Asked by a friend to meet a contractor to give his opinion if the contractor should be hired for mold remediation, Brown said that the contractor had neither insurance or a prepared contract for a customer to sign. “To add insult to injury, he wanted 50 percent up front (a sum of $10,000) to get started. Obviously, I asked him to leave and advised my friends to seek someone or some company that was reputable,” Brown said.
Brown listed his basics for hiring a contractor:
a) Liability Insurance: Your contractor must have liability insurance naming you “As Additionally Insured” on the written policy.
b) Workmen’s Compensation: If he has any employees, he must furnish you with a Work Comp. Certificate.
c) Contract: A document that will not only specify the work that is to be provided, but will also specify how long the project will take to complete, with a date of completion. The contract should also have the terms of the warrantee included, which will define the warrantee on the material as well as warrantee of the labor provided. The contract should also include a payment schedule that offers a deposit (typically 20 to 25 percent) and proceeds with further payments as work progresses, culminating into the final payment upon substantial completion and or inspection by the local building department.
d) Licensing: Almost every tradesman that will enter your home is required to have some type of license, whether through the county, town and or village. A call to your local building department will clarify this issue.

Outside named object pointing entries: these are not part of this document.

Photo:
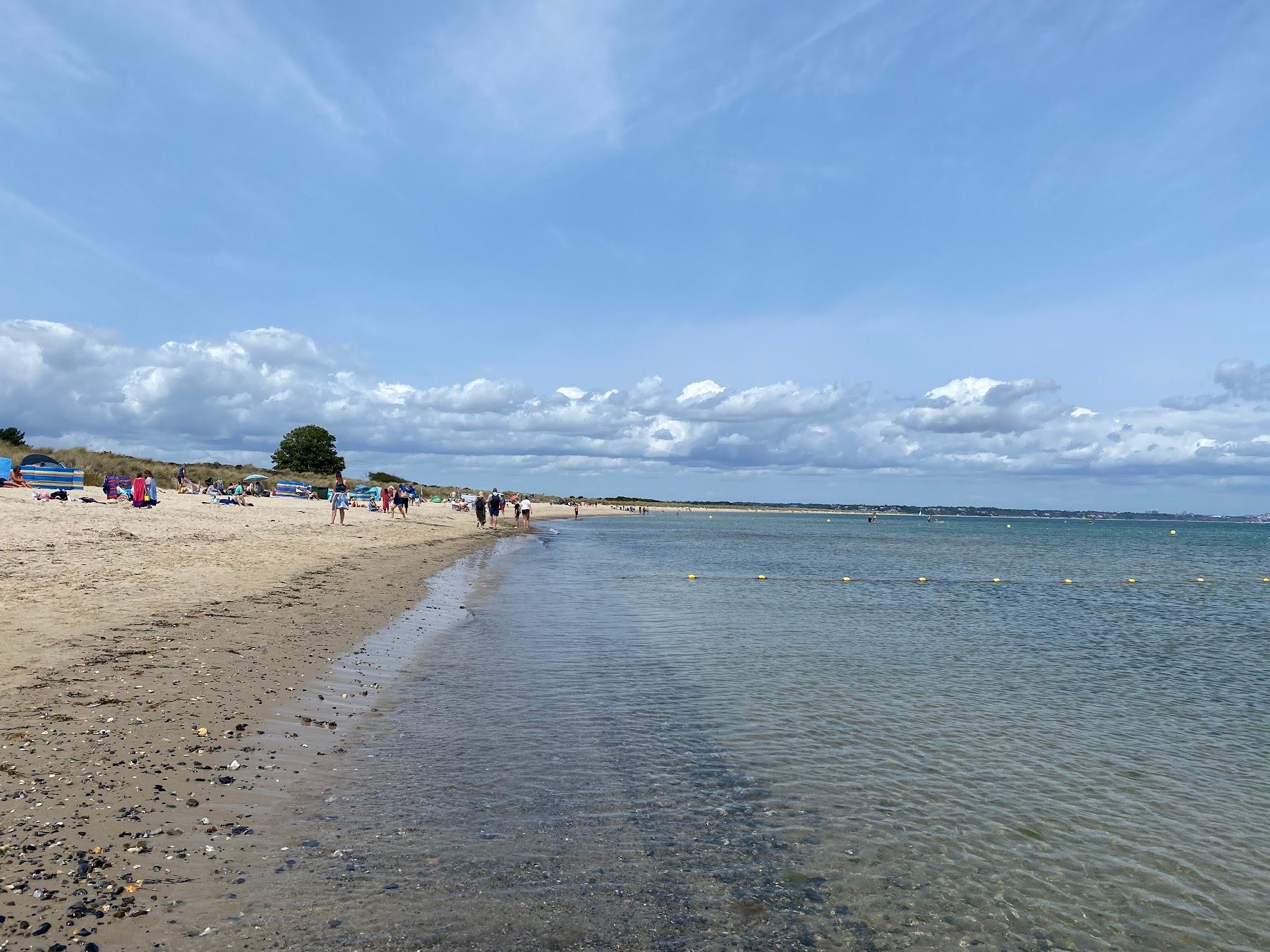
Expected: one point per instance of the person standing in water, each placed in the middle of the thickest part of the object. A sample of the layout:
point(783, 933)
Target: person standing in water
point(338, 499)
point(495, 507)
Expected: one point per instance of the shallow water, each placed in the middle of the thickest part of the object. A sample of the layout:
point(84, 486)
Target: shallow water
point(607, 755)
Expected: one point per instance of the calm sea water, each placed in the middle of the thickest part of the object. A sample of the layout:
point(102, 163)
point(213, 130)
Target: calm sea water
point(607, 755)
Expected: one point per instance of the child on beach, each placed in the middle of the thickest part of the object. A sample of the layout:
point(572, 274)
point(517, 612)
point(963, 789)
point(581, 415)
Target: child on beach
point(338, 499)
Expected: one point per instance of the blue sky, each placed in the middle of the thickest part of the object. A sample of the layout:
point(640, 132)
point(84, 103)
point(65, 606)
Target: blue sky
point(927, 253)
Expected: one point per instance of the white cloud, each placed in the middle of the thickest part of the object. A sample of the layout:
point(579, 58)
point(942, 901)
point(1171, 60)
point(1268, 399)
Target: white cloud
point(233, 399)
point(701, 390)
point(984, 405)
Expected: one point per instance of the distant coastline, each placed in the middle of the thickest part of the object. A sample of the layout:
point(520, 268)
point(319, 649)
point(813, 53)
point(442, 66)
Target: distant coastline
point(943, 512)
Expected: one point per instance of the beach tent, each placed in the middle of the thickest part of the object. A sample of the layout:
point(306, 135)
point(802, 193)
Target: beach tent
point(292, 489)
point(40, 460)
point(52, 477)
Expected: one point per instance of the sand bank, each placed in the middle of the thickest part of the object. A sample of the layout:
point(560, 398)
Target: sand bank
point(138, 647)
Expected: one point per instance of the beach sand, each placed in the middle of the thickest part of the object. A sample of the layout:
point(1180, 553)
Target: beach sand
point(136, 649)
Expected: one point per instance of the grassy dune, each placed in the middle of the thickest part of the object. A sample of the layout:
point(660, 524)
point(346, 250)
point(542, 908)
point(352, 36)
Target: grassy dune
point(98, 465)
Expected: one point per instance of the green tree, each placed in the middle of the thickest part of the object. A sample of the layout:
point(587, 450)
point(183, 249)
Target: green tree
point(309, 450)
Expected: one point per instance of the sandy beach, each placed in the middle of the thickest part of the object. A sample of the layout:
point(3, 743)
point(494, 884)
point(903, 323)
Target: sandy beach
point(138, 647)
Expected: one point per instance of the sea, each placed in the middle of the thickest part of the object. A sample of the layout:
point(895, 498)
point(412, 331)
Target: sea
point(1025, 750)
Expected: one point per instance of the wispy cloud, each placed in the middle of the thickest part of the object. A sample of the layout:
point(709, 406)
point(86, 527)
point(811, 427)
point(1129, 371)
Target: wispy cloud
point(63, 230)
point(538, 73)
point(37, 61)
point(228, 41)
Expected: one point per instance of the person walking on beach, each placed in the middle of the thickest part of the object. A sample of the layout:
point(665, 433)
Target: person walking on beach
point(495, 507)
point(338, 499)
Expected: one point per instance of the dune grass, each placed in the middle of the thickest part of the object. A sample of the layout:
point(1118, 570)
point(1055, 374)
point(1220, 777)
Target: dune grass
point(99, 465)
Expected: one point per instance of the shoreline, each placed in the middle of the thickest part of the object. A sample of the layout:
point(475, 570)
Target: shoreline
point(114, 730)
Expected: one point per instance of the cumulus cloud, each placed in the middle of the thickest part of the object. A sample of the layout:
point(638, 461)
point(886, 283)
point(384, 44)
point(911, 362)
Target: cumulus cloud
point(236, 395)
point(1244, 379)
point(984, 405)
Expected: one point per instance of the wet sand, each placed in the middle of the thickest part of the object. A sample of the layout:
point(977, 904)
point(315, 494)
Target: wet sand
point(143, 654)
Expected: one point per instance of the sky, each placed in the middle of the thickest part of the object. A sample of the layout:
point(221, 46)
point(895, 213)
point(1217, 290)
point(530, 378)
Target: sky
point(976, 253)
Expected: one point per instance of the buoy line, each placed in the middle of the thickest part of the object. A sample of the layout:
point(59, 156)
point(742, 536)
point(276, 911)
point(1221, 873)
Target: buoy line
point(924, 579)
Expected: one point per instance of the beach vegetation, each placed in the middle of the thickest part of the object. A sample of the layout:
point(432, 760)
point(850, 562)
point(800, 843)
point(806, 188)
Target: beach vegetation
point(310, 448)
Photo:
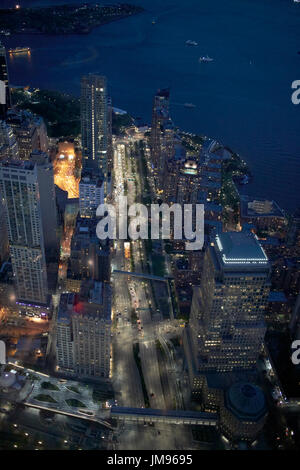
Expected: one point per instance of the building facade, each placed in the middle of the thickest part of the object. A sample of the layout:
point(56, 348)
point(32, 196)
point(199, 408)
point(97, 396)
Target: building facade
point(226, 327)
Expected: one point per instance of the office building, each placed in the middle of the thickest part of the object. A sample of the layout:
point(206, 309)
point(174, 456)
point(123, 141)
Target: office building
point(94, 123)
point(162, 136)
point(84, 331)
point(91, 194)
point(20, 192)
point(8, 143)
point(5, 100)
point(226, 328)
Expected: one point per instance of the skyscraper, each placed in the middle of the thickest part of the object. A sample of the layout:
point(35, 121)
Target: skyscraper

e) References: It truly amazes me that people are so desperate to get anyone in their home that they don’t even think to ask for at least three references of local people that have used the person or company for similar work. When I asked my friend’s potential contractor for a couple of references, he could not, though he stumbled about for a minute or two to think of one that would give him a good referral. A call to Nassau County Office of Consumer Affairs at (516) 571-2600 is also advisable to see if there are any issues with the contractor, whether carpenter, plumber or electrician. Consumer Affairs will also let you know if in fact the person is licensed and if there are any complaints.
“I know everyone is anxious to get back to their lives, but caution should be taken to ensure that you and your families are physically and financially safe and not placed in a worse position,” Brown said. “There are many great trades people out there, but unfortunately, there are many bad guys as well, looking to take advantage of the desperate.”